With the rapid development of location-based services, many types of applications in urban areas such as transportation planning, traffic management, and deployment of infrastructure depend on spatial objects that are distributed along the road network. As current place datasets include millions of spatial objects and human mobility datasets capture billions of locations, it is an important challenge to answer k-nearest neighbor queries efficiently. However, shortest-path distance calculations are the computational bottleneck for a k-nearest neighbor queries on road networks.

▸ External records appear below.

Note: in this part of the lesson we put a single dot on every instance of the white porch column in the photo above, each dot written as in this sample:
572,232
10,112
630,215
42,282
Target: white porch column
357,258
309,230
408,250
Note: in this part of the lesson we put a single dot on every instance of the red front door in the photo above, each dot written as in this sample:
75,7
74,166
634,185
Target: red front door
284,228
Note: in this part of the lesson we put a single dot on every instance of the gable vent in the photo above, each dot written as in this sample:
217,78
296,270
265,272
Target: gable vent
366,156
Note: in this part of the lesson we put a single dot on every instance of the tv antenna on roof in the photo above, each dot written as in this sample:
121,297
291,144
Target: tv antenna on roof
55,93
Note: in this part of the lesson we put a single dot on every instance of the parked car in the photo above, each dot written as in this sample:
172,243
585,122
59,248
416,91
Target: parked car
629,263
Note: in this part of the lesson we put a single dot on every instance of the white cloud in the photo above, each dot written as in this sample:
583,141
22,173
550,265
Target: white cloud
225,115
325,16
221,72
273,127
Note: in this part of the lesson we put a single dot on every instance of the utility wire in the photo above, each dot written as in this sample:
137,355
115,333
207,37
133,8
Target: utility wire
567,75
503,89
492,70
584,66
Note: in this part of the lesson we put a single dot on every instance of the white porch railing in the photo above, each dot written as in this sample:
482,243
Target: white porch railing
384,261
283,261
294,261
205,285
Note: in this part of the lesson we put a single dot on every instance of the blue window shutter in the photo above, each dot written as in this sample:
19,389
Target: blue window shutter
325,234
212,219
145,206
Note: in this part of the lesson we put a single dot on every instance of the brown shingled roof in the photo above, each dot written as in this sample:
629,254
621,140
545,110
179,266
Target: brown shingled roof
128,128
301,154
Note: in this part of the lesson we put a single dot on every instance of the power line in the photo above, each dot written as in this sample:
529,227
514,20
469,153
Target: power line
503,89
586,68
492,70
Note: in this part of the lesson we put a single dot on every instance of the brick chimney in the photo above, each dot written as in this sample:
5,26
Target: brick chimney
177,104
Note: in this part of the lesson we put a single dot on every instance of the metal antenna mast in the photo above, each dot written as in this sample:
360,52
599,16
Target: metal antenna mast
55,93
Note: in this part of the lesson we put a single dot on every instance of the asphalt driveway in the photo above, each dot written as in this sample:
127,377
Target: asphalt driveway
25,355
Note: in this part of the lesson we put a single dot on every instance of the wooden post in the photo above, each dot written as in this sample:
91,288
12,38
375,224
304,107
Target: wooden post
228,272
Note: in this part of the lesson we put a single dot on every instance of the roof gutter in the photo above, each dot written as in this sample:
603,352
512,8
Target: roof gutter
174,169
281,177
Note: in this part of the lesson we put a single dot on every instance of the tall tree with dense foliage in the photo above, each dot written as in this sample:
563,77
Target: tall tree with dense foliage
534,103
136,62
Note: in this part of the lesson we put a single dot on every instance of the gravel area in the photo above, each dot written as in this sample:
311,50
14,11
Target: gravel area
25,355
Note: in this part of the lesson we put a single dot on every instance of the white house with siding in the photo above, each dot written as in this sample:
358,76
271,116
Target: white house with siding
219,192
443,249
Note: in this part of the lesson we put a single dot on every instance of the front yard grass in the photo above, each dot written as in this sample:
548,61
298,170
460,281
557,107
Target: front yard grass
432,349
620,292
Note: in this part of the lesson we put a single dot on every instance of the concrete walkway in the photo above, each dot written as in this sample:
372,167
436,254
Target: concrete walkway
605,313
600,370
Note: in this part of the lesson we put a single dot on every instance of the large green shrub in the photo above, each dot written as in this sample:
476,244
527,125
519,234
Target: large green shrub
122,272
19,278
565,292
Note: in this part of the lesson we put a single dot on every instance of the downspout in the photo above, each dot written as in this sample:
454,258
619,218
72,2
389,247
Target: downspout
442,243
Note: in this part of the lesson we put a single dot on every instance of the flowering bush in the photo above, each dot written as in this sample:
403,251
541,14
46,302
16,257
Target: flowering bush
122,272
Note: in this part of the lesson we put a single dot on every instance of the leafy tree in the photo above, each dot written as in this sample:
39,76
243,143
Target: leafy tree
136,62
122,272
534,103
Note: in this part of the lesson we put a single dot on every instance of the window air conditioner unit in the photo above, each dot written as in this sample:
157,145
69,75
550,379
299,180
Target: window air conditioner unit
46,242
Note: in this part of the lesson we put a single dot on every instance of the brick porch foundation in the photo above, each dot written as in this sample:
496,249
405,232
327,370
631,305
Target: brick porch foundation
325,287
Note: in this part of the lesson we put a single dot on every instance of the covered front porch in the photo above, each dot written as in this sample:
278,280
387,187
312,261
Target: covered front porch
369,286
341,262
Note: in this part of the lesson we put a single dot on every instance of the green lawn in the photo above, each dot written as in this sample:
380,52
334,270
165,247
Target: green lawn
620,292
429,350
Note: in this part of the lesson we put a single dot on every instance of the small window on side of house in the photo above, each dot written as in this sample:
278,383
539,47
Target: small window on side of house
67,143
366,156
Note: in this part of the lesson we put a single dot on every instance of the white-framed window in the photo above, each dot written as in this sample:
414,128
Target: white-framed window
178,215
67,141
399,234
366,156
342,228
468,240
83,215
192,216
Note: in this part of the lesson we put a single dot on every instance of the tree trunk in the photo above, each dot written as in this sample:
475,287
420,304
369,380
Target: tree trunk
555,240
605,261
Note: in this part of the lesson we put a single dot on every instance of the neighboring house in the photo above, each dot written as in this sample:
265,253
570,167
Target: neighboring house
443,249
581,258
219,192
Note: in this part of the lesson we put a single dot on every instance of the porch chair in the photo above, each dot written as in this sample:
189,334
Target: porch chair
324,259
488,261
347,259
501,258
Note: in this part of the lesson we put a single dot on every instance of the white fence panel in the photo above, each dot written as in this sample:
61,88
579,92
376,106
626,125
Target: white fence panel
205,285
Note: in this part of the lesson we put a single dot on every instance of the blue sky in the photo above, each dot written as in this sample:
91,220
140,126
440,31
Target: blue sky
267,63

Existing query algorithms partition the network to mitigate this bottleneck, but they do not take the data distribution into account, which leads to inefficiencies in dense areas and sparse areas. In this paper, an efficient and scalable indexing method called the Partition Bridge tree (PB-tree), is proposed based on hierarchical network partitions that consider network connectivity and data distribution. The structure of the PB-tree mainly includes distance matrices, union-bridges, bridges, and active network nodes component. Based on the PB-tree, a k nearest neighbor query processing algorithm is proposed by combining “bottom-up”, “top-down”, and adjacent extension methods. By using different road networks and datasets, the effectiveness and practicability of PB-tree are evaluated; the experimental results show that PB-tree outperforms the state-of-the-art methods and the classical approach.